Jumat, Maret 29, 2024

Agama Seribu Satu Dongeng

Ren Muhammad
Ren Muhammad
Penulis, pendiri Khatulistiwa Muda, Direktur Eksekutif Candra Malik Institute.

Negeri ini kembali disesaki kekonyolan dalam beragama. Semacam minum air kencing onta, pendeta nyamar jadi ustaz, pelawak menghina al-Qur’an, da’i Wahabi yang mulai merayakan maulid, sampai keberhasilan poligami dengan mengkhatamkan al-Qur’an. Kekacauan sedemikian itu membuat wajah agama jadi karut-marut. Kehilangan keluhuran selaku nafas peradaban manusia.

Agama tinggal menjadi atribut. Topeng menggelikan yang dipakai badut jalanan. Hasilnya adalah, tak lagi ada perbedaan antara orang beragama dengan mereka yang menuhankan Google.

Nun empat ribu tahun silam, tuhan menurunkan wahyu kepada manusia pilihan-Nya yang kita kenal sebagai nabi dan rasul. Wahyu itu lantas maujud jadi agama. Tuntunan sekaligus pedoman, yang tercetak dalam lembaran shuhuf, tablet, atau kertas. Hari ini kita menyebutnya kitab suci. Lalu muncullah sekelompok pencatat kejadian agung itu dan menuliskan risalah mereka sebagai sejarah kemunculan agama.

Masing-masing dengan sudut pandang dan kepentingannya sendiri. Alhasil, wahyu dan agama mulai mengalami pemerosotan pemahaman. Benarkah demikian? Mari kita telaah.

Agama yang selama ini kadung kita anut, jebulnya sebatas warisan belaka dari orangtua. Sekadar dogma-doktrin belaka. Sistem ajaran yang tak boleh dibantah, diragukan, apalagi diperiksa. “Tak ada kebenaran di luar gereja,” begitu pesan sakti yang menimpa umat Kristen pada Abad Pertengahan. Umberto Eco berhasil membongkar kejumudan dari kalimat tersebut dan menunjukkan betapa yang disebut agama saat itu hanya isapan jempol keserakahan manusia yang mengatasnamakan tuhan. 
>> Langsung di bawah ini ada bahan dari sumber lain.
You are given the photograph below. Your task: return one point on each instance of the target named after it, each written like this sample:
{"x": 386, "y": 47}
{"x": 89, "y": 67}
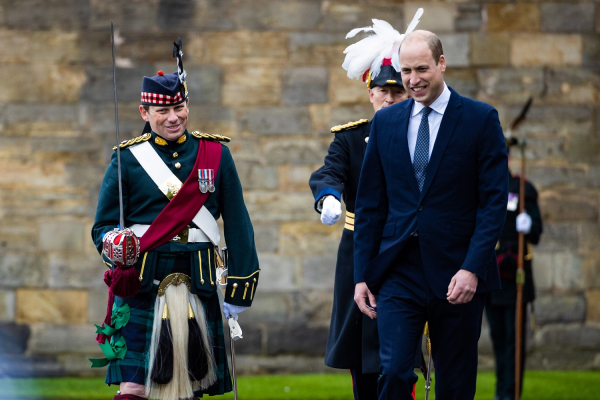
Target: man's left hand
{"x": 524, "y": 223}
{"x": 231, "y": 310}
{"x": 462, "y": 287}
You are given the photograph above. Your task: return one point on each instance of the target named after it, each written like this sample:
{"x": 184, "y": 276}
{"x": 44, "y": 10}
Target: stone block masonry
{"x": 268, "y": 73}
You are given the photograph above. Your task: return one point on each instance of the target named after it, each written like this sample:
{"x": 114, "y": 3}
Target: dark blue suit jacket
{"x": 461, "y": 210}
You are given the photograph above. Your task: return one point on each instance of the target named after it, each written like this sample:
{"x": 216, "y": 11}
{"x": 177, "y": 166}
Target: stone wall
{"x": 267, "y": 73}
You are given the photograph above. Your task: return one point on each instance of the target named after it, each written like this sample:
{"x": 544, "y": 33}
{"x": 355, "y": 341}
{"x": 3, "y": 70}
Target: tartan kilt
{"x": 138, "y": 331}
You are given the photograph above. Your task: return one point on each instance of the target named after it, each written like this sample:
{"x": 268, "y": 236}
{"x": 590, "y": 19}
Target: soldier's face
{"x": 169, "y": 122}
{"x": 384, "y": 96}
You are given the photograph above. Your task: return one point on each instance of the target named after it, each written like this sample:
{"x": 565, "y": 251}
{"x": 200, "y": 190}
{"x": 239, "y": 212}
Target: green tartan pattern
{"x": 138, "y": 331}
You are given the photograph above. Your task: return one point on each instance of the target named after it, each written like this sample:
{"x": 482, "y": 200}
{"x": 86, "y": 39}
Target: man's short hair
{"x": 432, "y": 40}
{"x": 435, "y": 45}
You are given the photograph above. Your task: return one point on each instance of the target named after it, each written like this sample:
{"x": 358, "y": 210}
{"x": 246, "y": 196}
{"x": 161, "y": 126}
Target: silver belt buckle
{"x": 182, "y": 237}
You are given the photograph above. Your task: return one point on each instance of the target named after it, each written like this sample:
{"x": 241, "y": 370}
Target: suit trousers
{"x": 404, "y": 304}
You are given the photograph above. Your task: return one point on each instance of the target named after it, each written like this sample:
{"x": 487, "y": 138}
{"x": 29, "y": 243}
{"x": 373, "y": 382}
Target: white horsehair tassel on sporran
{"x": 169, "y": 361}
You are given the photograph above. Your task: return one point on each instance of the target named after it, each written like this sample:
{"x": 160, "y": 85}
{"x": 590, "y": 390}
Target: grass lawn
{"x": 546, "y": 385}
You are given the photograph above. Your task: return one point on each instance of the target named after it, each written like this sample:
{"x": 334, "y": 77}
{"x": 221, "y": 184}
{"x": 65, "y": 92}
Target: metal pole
{"x": 112, "y": 42}
{"x": 520, "y": 280}
{"x": 428, "y": 345}
{"x": 232, "y": 348}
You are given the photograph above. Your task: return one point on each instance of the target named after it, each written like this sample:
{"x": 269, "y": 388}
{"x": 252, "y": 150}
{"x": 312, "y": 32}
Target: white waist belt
{"x": 194, "y": 235}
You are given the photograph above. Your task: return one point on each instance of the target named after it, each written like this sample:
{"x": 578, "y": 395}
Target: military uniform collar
{"x": 160, "y": 142}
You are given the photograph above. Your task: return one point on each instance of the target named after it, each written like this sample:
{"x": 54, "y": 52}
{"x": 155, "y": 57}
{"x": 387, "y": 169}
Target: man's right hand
{"x": 332, "y": 210}
{"x": 361, "y": 294}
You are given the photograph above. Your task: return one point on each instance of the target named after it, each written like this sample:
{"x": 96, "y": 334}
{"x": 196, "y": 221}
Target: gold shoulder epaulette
{"x": 208, "y": 136}
{"x": 349, "y": 125}
{"x": 139, "y": 139}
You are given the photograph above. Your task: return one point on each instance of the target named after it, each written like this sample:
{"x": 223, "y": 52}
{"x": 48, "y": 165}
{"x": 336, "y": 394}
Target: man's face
{"x": 169, "y": 122}
{"x": 422, "y": 77}
{"x": 383, "y": 96}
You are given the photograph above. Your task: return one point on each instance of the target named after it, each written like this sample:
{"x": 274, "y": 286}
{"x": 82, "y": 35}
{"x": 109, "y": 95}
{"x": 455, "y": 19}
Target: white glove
{"x": 230, "y": 310}
{"x": 332, "y": 210}
{"x": 524, "y": 223}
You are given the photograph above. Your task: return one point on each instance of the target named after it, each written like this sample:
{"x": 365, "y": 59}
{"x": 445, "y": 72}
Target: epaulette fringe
{"x": 136, "y": 140}
{"x": 349, "y": 125}
{"x": 219, "y": 138}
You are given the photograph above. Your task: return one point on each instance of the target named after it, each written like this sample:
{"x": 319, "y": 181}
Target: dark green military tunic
{"x": 142, "y": 202}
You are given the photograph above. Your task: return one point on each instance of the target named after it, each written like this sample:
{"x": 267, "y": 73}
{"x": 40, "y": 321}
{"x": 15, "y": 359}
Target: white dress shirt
{"x": 435, "y": 119}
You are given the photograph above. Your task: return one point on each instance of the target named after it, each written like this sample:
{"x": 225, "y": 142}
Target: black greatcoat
{"x": 353, "y": 342}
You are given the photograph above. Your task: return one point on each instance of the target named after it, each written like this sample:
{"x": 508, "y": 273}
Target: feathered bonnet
{"x": 376, "y": 57}
{"x": 166, "y": 89}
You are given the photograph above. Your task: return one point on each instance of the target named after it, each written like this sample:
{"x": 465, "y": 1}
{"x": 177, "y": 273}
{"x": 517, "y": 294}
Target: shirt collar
{"x": 439, "y": 105}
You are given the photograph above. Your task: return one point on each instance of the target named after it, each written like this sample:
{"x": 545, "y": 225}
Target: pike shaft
{"x": 428, "y": 380}
{"x": 233, "y": 369}
{"x": 112, "y": 42}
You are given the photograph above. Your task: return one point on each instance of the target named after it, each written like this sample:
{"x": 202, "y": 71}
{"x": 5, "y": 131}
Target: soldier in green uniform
{"x": 500, "y": 307}
{"x": 154, "y": 167}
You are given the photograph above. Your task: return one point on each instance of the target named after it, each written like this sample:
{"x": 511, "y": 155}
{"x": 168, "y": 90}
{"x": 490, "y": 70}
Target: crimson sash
{"x": 185, "y": 205}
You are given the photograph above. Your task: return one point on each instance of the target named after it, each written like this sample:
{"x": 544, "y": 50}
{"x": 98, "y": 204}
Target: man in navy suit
{"x": 430, "y": 208}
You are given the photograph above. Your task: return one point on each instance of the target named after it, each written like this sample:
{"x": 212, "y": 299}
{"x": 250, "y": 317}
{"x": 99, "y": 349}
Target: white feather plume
{"x": 370, "y": 52}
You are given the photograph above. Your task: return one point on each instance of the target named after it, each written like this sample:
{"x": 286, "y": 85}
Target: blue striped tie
{"x": 421, "y": 156}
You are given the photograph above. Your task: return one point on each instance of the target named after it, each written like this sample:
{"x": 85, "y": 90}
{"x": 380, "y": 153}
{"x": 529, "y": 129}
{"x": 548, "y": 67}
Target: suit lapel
{"x": 406, "y": 164}
{"x": 449, "y": 120}
{"x": 366, "y": 132}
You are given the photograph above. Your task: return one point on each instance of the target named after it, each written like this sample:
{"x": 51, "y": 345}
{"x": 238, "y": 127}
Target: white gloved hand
{"x": 524, "y": 223}
{"x": 231, "y": 310}
{"x": 332, "y": 210}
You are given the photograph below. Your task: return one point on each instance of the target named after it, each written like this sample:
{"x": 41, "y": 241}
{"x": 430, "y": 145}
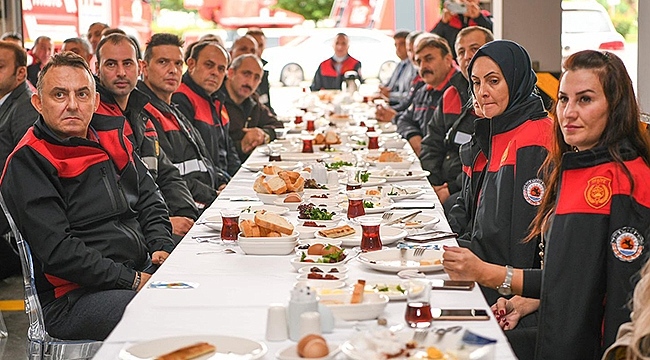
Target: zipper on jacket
{"x": 108, "y": 188}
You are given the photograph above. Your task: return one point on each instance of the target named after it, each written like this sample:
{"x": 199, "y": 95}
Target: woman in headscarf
{"x": 513, "y": 138}
{"x": 595, "y": 214}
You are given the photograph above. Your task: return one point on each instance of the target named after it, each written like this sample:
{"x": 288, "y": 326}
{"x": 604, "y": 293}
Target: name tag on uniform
{"x": 462, "y": 138}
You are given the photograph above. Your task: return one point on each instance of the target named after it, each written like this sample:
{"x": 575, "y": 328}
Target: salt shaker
{"x": 303, "y": 299}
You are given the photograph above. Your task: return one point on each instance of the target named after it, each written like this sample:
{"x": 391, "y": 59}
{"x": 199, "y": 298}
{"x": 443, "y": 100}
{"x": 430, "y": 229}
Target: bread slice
{"x": 337, "y": 232}
{"x": 189, "y": 352}
{"x": 273, "y": 222}
{"x": 277, "y": 185}
{"x": 260, "y": 185}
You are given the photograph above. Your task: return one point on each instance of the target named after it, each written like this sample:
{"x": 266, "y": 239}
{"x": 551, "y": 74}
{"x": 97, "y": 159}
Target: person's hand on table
{"x": 180, "y": 225}
{"x": 253, "y": 137}
{"x": 384, "y": 91}
{"x": 508, "y": 312}
{"x": 462, "y": 263}
{"x": 442, "y": 191}
{"x": 416, "y": 144}
{"x": 385, "y": 114}
{"x": 144, "y": 277}
{"x": 158, "y": 257}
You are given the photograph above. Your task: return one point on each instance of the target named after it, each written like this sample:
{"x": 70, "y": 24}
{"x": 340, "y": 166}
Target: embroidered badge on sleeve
{"x": 598, "y": 191}
{"x": 627, "y": 244}
{"x": 534, "y": 191}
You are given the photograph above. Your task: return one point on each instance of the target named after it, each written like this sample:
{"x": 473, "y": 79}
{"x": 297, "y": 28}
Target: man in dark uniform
{"x": 117, "y": 71}
{"x": 329, "y": 74}
{"x": 198, "y": 99}
{"x": 97, "y": 220}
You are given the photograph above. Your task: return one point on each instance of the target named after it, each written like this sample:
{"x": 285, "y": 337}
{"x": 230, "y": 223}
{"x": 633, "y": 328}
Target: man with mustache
{"x": 251, "y": 123}
{"x": 198, "y": 100}
{"x": 452, "y": 124}
{"x": 437, "y": 69}
{"x": 162, "y": 70}
{"x": 117, "y": 71}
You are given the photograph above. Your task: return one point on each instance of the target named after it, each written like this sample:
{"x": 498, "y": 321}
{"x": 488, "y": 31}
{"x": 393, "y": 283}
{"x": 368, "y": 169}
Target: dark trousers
{"x": 81, "y": 315}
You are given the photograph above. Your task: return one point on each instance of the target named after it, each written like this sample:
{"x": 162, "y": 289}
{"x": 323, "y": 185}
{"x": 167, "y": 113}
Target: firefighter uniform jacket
{"x": 511, "y": 189}
{"x": 452, "y": 125}
{"x": 210, "y": 117}
{"x": 185, "y": 148}
{"x": 140, "y": 130}
{"x": 593, "y": 251}
{"x": 327, "y": 77}
{"x": 414, "y": 121}
{"x": 88, "y": 208}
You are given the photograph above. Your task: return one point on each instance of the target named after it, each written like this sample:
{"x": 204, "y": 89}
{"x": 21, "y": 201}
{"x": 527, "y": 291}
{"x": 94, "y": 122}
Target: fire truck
{"x": 62, "y": 19}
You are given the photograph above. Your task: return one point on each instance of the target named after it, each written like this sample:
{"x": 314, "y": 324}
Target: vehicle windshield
{"x": 584, "y": 21}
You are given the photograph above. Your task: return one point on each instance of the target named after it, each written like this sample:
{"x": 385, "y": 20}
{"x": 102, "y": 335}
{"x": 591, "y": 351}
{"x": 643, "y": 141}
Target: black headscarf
{"x": 517, "y": 70}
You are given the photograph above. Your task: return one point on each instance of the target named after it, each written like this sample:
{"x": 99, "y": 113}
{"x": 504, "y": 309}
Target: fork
{"x": 420, "y": 335}
{"x": 418, "y": 251}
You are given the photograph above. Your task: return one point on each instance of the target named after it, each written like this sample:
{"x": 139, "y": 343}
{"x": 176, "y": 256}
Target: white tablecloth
{"x": 235, "y": 290}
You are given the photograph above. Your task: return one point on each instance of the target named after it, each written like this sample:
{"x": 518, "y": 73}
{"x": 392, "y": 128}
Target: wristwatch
{"x": 505, "y": 289}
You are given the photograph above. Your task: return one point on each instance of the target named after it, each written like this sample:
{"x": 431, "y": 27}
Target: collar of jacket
{"x": 596, "y": 156}
{"x": 485, "y": 129}
{"x": 187, "y": 80}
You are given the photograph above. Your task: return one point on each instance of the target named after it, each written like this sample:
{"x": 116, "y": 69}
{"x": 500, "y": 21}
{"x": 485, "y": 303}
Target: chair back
{"x": 40, "y": 345}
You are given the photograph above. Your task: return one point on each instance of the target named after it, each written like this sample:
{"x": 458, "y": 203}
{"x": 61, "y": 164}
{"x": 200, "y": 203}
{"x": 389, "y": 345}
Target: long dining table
{"x": 233, "y": 291}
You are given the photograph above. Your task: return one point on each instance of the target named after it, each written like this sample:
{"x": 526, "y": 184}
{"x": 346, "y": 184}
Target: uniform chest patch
{"x": 534, "y": 191}
{"x": 598, "y": 191}
{"x": 627, "y": 244}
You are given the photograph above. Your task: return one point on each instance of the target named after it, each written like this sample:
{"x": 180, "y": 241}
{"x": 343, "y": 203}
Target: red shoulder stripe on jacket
{"x": 168, "y": 123}
{"x": 530, "y": 133}
{"x": 590, "y": 190}
{"x": 61, "y": 286}
{"x": 451, "y": 102}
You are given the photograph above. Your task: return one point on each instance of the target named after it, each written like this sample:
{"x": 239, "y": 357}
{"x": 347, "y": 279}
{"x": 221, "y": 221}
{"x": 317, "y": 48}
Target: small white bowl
{"x": 372, "y": 307}
{"x": 293, "y": 206}
{"x": 267, "y": 248}
{"x": 339, "y": 277}
{"x": 341, "y": 269}
{"x": 293, "y": 238}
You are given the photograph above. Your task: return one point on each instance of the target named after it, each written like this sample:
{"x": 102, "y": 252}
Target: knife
{"x": 402, "y": 218}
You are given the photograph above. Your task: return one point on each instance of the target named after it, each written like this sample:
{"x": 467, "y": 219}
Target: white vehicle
{"x": 586, "y": 25}
{"x": 298, "y": 60}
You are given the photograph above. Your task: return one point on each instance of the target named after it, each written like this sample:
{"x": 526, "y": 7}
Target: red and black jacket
{"x": 452, "y": 125}
{"x": 510, "y": 190}
{"x": 414, "y": 121}
{"x": 184, "y": 147}
{"x": 87, "y": 207}
{"x": 210, "y": 117}
{"x": 140, "y": 130}
{"x": 327, "y": 77}
{"x": 593, "y": 252}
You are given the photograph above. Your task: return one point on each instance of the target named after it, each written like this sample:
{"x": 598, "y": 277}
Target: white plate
{"x": 389, "y": 260}
{"x": 387, "y": 234}
{"x": 304, "y": 156}
{"x": 291, "y": 353}
{"x": 409, "y": 193}
{"x": 371, "y": 307}
{"x": 280, "y": 210}
{"x": 379, "y": 207}
{"x": 415, "y": 175}
{"x": 387, "y": 288}
{"x": 213, "y": 222}
{"x": 326, "y": 269}
{"x": 248, "y": 349}
{"x": 258, "y": 166}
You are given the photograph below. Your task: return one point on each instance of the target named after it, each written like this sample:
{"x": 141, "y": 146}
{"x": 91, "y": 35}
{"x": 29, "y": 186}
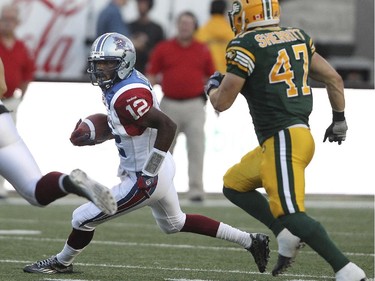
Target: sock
{"x": 48, "y": 188}
{"x": 68, "y": 186}
{"x": 79, "y": 239}
{"x": 235, "y": 235}
{"x": 287, "y": 243}
{"x": 256, "y": 205}
{"x": 200, "y": 225}
{"x": 313, "y": 233}
{"x": 67, "y": 255}
{"x": 75, "y": 244}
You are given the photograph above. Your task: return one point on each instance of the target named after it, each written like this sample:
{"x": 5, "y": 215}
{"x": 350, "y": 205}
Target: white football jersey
{"x": 126, "y": 102}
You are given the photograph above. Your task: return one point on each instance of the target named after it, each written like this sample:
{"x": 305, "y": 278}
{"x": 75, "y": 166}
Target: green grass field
{"x": 133, "y": 248}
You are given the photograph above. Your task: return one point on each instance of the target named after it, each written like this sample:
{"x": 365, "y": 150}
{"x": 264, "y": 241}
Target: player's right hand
{"x": 145, "y": 183}
{"x": 336, "y": 132}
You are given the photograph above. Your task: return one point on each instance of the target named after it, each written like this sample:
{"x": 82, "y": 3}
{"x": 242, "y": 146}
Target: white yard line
{"x": 94, "y": 265}
{"x": 156, "y": 245}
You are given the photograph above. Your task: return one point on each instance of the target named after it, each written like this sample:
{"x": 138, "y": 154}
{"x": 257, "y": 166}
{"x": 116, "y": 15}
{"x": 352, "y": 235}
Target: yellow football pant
{"x": 278, "y": 166}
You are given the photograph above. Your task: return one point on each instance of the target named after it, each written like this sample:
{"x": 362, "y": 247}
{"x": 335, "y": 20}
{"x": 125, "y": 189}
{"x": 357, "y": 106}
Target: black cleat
{"x": 260, "y": 250}
{"x": 283, "y": 263}
{"x": 97, "y": 193}
{"x": 48, "y": 266}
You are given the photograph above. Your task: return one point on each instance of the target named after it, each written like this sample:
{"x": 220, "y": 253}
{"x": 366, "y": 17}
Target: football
{"x": 90, "y": 133}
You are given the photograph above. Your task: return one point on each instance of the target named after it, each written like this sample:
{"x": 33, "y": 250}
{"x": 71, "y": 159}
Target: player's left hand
{"x": 145, "y": 183}
{"x": 336, "y": 132}
{"x": 213, "y": 82}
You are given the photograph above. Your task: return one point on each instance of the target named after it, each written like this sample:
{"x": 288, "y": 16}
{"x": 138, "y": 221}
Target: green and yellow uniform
{"x": 275, "y": 63}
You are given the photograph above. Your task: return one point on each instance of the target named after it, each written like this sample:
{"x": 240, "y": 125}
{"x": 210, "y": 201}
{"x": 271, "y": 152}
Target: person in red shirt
{"x": 18, "y": 63}
{"x": 181, "y": 66}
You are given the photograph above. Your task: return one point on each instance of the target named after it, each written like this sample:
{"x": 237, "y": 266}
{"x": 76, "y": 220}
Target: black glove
{"x": 213, "y": 82}
{"x": 145, "y": 183}
{"x": 336, "y": 132}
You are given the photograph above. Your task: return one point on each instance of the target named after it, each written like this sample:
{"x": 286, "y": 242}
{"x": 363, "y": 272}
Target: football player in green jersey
{"x": 270, "y": 66}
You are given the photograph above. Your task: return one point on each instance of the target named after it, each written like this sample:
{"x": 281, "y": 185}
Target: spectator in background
{"x": 110, "y": 19}
{"x": 181, "y": 65}
{"x": 145, "y": 33}
{"x": 216, "y": 33}
{"x": 19, "y": 65}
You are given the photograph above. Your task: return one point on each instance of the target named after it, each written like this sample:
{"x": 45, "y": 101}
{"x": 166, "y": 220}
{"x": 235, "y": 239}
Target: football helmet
{"x": 115, "y": 48}
{"x": 246, "y": 14}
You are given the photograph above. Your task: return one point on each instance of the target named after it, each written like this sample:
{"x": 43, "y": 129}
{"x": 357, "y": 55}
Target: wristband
{"x": 338, "y": 116}
{"x": 153, "y": 163}
{"x": 91, "y": 127}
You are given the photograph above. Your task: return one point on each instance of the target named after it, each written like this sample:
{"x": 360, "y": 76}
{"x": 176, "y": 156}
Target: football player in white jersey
{"x": 18, "y": 167}
{"x": 143, "y": 135}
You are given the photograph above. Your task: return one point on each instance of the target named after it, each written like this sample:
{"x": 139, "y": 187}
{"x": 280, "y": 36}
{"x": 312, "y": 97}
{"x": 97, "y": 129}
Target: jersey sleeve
{"x": 240, "y": 60}
{"x": 131, "y": 106}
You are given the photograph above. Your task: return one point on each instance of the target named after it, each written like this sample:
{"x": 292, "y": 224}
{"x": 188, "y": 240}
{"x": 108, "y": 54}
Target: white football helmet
{"x": 111, "y": 47}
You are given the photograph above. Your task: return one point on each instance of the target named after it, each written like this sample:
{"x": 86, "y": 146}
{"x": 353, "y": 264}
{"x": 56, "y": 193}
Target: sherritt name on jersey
{"x": 277, "y": 37}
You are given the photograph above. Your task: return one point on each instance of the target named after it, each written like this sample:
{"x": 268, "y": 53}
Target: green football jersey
{"x": 275, "y": 62}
“Agama yang termapankan” dalam sejarah seringkali dijadikan alat propaganda kekuasaan. Fir’aun, Muawiyah, Constantine, adalah tiga tokoh utama yang menyebabkan sejarah agama ditulis oleh orang yang tidak saleh. Masa empat ribu tahun itu jelas teramat sulit dimengerti.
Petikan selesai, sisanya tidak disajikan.